Дед Кузьма почти не спал, ел через раз. Был он в курсе всех хуторских дел: контролировал посевную, ремонт и постройку куреней, подбадривал односельчан. Он даже находил время следить за справедливым разделением молока между детьми (взрослым-то не доставалось) от выживших тощих коров  и мальчишеского улова из реки Сал: красноперок, лещей, сазанов, а иногда и небольших сомов. И был в те годы Кузьма Иванович не немощным дедом,  а крепким жилистым мужчиной, по какому-то недоразумению заросшим седой бородой.
А рядом всегда – Проша. На Троицу ему должно было исполниться три годка, и он уже уверено топал ножками за дедом. Но большей частью дед возил внука за собой в самодельной тележке. Хуторские споры Кузьма Иванович разбирал в штабе, устроенном в его старой хатенке, а Проше под людской говор даже крепче спалось в своей люльке.
Так вот и прожили 1943 год, следующий пошел чуть полегче, а там и 1945-го, дождались.
Пришла Победа, и на Дон стали возвращаться победители. Из хутора на войну уходили пятьдесят мужиков, а вернулись двое безногих, да четверо здоровых.
Но, все ж таки, было кому подменить деда Кузьму на его нелегкой работе. И подменили. Да вот только с тех пор хуторские стали обращаться к нему уважительно – председатель. По старой привычке забегая за советом,  они неизменно приносили то с пяток яиц, то кусочек сала, то свежеиспеченный кругляш хлеба, и всегда - гостинцы для Проши.

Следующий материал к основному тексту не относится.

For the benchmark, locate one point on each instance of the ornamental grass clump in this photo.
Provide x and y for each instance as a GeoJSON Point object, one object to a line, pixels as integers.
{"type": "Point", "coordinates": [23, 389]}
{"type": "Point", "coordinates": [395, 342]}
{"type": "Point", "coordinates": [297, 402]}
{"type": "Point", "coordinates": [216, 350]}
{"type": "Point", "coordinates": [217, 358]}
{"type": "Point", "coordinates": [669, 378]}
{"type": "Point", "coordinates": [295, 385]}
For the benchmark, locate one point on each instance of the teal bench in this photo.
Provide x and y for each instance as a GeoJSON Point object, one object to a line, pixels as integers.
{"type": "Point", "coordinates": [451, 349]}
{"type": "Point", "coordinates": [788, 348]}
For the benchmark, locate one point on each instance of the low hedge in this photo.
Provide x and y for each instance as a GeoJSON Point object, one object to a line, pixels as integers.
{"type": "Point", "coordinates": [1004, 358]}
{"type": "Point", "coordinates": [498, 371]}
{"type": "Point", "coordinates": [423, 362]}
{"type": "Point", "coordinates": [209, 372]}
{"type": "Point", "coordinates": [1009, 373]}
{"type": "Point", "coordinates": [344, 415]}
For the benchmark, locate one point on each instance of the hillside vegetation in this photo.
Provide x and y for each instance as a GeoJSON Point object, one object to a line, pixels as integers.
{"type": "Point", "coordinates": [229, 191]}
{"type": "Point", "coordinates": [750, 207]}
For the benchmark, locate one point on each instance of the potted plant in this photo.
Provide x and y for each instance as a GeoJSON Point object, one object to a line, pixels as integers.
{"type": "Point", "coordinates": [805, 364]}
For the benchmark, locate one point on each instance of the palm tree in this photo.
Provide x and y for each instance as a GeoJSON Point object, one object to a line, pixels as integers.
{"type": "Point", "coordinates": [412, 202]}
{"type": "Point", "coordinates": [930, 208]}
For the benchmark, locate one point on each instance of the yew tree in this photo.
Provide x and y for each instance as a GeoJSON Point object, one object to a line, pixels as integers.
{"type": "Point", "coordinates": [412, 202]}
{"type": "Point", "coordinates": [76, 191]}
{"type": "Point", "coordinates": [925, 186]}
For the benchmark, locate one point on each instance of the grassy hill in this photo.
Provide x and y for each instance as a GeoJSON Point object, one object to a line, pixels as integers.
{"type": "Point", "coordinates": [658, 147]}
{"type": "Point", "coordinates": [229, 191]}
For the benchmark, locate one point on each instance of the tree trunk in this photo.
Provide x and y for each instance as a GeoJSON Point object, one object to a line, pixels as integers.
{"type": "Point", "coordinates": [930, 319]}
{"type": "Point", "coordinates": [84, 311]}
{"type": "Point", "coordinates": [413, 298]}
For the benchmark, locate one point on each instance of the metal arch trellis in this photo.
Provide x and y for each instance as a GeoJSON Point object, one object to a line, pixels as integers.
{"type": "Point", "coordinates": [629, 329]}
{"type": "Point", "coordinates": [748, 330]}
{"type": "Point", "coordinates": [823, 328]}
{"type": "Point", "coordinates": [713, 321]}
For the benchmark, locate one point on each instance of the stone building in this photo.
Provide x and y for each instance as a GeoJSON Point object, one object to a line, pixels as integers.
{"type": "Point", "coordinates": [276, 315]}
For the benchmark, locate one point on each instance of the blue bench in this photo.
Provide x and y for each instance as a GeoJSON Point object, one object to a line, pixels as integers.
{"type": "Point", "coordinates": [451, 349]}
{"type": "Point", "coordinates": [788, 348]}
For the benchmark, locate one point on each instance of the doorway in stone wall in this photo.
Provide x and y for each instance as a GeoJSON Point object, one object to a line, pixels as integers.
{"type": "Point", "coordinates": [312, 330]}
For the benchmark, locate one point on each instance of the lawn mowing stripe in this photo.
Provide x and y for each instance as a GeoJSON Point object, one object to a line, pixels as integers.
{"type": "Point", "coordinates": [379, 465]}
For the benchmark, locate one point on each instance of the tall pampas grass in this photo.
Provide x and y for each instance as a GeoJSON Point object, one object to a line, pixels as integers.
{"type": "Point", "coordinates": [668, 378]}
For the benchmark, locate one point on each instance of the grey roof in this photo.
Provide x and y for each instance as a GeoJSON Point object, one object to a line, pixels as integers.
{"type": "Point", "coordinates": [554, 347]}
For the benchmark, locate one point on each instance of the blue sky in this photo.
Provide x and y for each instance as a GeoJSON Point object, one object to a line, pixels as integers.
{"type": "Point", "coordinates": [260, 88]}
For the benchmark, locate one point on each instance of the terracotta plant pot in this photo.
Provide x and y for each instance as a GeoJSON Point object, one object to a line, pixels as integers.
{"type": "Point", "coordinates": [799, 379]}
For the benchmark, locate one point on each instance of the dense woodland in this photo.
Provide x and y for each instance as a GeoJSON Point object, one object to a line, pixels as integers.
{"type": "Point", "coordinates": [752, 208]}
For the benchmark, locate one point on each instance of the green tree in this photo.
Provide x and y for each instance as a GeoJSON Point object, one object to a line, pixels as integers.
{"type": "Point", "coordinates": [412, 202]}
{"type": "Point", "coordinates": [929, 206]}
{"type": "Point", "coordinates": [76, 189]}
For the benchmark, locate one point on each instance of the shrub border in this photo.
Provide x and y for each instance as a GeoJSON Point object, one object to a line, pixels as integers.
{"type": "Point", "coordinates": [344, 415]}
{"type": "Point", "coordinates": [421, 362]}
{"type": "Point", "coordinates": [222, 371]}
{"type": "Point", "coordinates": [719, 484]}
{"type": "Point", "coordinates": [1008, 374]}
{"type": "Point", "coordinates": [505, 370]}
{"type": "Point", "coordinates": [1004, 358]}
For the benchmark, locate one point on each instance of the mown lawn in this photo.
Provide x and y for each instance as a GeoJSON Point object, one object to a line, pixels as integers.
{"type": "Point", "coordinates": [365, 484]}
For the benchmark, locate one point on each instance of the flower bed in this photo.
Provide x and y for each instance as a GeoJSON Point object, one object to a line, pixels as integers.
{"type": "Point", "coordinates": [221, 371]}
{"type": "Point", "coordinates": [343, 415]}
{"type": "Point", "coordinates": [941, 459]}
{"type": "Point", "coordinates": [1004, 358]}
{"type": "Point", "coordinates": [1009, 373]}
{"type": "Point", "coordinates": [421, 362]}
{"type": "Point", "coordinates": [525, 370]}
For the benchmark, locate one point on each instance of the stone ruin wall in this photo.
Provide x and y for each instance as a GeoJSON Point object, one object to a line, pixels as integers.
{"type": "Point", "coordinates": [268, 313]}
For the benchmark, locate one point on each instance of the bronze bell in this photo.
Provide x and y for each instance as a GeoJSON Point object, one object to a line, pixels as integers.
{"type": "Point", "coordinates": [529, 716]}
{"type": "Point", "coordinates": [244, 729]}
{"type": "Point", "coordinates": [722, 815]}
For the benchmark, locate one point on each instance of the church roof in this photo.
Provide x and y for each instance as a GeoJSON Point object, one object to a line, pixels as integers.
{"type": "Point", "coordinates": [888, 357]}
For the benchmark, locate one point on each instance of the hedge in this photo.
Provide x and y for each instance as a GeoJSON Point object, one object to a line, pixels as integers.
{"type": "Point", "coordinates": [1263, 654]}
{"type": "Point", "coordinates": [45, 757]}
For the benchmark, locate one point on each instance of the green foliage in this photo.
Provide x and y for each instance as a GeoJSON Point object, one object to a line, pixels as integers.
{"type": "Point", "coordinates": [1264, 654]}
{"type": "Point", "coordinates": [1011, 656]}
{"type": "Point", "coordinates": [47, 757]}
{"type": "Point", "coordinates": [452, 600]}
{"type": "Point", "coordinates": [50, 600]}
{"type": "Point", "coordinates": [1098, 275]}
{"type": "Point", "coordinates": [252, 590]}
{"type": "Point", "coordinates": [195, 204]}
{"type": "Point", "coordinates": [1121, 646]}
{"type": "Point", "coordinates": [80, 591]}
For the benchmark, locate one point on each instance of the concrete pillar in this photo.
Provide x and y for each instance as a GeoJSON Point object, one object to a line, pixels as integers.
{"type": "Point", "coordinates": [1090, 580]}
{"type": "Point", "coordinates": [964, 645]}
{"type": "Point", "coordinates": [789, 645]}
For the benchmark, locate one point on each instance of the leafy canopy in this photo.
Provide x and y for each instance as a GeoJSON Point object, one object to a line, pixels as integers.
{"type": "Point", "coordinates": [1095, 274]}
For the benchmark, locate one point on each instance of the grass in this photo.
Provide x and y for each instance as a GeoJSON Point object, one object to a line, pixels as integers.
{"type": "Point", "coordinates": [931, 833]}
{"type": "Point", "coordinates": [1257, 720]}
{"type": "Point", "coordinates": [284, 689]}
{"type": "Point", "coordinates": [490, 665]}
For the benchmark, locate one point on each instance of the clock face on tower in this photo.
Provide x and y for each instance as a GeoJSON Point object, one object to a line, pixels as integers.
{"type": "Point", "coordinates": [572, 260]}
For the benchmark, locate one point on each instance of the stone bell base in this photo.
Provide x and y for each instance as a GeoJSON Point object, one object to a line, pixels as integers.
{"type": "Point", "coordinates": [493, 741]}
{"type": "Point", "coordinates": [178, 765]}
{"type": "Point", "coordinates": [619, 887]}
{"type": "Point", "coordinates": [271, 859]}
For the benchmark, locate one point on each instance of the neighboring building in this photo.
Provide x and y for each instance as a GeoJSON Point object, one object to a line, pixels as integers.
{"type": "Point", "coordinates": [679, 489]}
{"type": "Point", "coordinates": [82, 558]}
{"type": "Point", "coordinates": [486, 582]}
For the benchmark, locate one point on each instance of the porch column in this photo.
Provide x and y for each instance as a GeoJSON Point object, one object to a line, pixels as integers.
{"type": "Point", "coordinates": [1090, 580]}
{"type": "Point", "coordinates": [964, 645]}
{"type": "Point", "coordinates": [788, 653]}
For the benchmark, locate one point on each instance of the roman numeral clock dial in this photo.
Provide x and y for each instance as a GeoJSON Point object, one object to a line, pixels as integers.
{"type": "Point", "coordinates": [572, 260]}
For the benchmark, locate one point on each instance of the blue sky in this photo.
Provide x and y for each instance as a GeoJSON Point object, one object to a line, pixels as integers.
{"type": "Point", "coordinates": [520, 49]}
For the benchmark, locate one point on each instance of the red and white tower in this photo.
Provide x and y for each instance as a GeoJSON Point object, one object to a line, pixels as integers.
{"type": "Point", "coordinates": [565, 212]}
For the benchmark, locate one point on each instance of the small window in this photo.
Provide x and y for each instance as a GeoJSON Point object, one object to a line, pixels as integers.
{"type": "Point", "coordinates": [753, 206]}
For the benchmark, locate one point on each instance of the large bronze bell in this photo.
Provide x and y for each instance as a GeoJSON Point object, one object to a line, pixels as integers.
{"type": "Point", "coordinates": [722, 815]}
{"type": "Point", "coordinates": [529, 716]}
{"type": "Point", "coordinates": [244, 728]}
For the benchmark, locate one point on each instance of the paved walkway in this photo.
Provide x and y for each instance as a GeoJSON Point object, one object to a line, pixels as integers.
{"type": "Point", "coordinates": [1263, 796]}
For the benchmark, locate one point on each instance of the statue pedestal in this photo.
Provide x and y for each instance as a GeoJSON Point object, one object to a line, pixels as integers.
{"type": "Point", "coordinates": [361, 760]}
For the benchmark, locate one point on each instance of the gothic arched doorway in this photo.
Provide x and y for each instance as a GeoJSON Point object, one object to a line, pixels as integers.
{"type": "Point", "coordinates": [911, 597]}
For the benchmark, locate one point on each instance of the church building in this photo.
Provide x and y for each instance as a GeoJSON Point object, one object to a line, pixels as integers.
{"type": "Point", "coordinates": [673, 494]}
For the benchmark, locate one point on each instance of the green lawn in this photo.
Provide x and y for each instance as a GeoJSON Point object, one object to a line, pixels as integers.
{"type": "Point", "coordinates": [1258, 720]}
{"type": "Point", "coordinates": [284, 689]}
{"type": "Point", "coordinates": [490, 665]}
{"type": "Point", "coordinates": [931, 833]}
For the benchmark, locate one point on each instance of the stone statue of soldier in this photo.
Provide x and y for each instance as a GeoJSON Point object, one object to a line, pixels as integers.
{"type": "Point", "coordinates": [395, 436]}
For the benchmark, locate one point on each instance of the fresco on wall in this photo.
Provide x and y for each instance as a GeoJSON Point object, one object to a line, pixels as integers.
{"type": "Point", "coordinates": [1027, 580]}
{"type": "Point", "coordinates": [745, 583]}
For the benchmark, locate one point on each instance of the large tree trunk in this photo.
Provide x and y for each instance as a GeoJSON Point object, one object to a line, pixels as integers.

Кузьма Иванович, постепенно отойдя от дел, зажил тихой стариковской жизнью с внуком. Прохор тянулся крепким топольком. Синеглазый, в мать, он стал отрадой и опорой деда. Не у каждой бабы в хате был такой порядок, как у них. Подметя земляной пол березовыми прутиками, полив огород или сделав еще какие важные по времени года дела, Проша бежал на учебу в соседнее село, а дед Кузьма, ожидая его, возился по хозяйству.
Когда пришел час Кузьмы Ивановича - он принял его спокойно: за Прохора, восемнадцатилетнего красавца, тракториста, первого во всем, теперь можно было не волноваться.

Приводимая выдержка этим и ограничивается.